For chronic diphenhydramine use (daily for more than 2 weeks), the ATA recommends rechecking TSH 4 to 8 weeks after initiating the new medication [3]. If TSH has risen above the patient's target range, consider increasing the levothyroxine dose by 12.5 to 25 mcg and rechecking in another 6 weeks. Alternatively, switch the antihistamine to a second-generation option like cetirizine or loratadine, which lack anticholinergic activity.

Symptoms to watch for include new or worsening fatigue, cold intolerance, constipation, weight gain, and dry skin. These overlap with both hypothyroidism and anticholinergic side effects, which can make clinical assessment tricky. TSH measurement resolves the ambiguity.

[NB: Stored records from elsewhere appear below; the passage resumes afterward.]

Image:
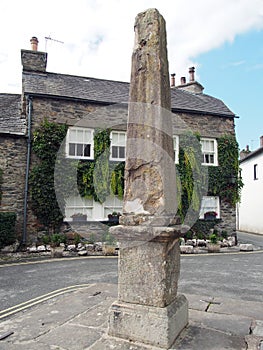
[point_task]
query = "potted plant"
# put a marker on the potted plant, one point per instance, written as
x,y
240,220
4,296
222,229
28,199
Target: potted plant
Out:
x,y
213,246
57,245
79,217
210,215
114,217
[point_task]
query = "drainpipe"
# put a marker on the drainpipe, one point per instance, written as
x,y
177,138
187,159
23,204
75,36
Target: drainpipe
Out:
x,y
29,109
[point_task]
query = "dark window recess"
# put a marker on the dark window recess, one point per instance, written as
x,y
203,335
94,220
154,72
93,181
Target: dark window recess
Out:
x,y
121,152
87,151
114,152
71,150
255,172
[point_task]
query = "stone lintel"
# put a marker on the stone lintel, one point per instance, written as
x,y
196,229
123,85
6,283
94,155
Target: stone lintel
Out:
x,y
150,325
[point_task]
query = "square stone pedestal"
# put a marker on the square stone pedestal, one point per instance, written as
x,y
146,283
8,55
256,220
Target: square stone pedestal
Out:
x,y
156,326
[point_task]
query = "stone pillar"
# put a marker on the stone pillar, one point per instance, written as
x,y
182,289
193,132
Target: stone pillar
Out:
x,y
148,309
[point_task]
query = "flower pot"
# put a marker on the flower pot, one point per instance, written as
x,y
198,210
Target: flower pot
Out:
x,y
82,218
213,247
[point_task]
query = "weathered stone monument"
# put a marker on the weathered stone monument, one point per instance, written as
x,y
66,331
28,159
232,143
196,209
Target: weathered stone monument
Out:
x,y
148,308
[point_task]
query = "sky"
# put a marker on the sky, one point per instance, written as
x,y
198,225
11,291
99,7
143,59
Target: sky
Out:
x,y
222,39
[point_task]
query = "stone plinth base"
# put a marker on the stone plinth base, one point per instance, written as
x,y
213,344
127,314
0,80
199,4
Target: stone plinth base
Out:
x,y
157,326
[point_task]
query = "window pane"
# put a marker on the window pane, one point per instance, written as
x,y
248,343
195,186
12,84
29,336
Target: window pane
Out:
x,y
87,151
114,152
121,152
114,138
87,136
122,139
71,149
79,149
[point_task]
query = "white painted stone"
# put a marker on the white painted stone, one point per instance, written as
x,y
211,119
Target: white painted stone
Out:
x,y
231,241
82,253
186,249
32,249
201,243
189,242
71,247
157,326
41,248
246,247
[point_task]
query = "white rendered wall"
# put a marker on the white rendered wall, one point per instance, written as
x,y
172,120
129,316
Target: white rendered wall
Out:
x,y
250,210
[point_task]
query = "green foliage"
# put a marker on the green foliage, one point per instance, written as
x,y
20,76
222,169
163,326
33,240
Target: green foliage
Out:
x,y
46,142
100,177
225,180
1,182
213,238
57,238
7,228
192,181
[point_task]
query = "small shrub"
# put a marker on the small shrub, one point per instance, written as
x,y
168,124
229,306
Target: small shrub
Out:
x,y
57,238
224,234
213,238
7,228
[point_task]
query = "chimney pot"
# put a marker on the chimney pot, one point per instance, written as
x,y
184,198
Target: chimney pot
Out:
x,y
34,43
192,74
183,80
172,79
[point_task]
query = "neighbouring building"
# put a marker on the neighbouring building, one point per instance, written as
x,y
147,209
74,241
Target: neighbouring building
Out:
x,y
249,210
68,99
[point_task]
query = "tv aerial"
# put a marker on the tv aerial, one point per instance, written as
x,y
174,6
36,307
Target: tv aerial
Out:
x,y
51,39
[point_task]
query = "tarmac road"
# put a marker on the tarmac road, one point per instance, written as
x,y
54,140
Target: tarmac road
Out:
x,y
238,275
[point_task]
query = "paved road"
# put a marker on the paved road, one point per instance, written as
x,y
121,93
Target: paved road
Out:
x,y
223,275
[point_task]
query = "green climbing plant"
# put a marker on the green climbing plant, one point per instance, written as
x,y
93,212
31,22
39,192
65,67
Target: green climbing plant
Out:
x,y
225,180
1,183
46,143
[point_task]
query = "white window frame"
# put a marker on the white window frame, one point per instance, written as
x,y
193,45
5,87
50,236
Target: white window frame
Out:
x,y
208,205
118,144
207,153
77,204
115,206
176,148
82,141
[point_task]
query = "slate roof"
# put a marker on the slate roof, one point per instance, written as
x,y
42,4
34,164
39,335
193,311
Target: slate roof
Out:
x,y
108,91
11,121
252,155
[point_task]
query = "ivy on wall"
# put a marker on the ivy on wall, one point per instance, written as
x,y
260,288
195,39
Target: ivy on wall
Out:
x,y
225,180
1,183
46,143
95,178
100,177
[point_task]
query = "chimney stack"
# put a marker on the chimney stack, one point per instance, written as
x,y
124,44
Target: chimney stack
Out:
x,y
34,60
34,43
183,80
192,74
173,80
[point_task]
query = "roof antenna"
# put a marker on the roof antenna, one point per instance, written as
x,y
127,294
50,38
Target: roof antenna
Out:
x,y
49,38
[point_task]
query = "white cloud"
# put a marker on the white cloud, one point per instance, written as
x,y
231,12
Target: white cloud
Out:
x,y
98,35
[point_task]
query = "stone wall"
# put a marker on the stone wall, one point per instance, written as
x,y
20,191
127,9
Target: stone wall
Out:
x,y
228,216
205,125
94,115
13,150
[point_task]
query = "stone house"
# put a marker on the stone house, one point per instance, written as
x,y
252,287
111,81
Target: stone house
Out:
x,y
249,209
71,99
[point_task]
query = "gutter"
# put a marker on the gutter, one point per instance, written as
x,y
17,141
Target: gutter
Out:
x,y
29,109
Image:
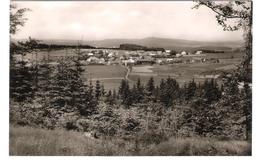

Dr. Victor Bernet, past president of the American Thyroid Association, has noted: "Any medication that alters gastric pH or GI motility has the theoretical potential to affect levothyroxine absorption. The clinical significance depends on the individual patient's absorptive capacity and thyroid reserve" [3].

Second-Generation Antihistamines: A Better Option?

Patients who need daily antihistamine therapy have a clear alternative. Second-generation antihistamines (cetirizine, loratadine, fexofenadine) provide equivalent or superior histamine H1 blockade without meaningful anticholinergic activity [10]. They do not slow GI motility or alter gastric pH at therapeutic doses.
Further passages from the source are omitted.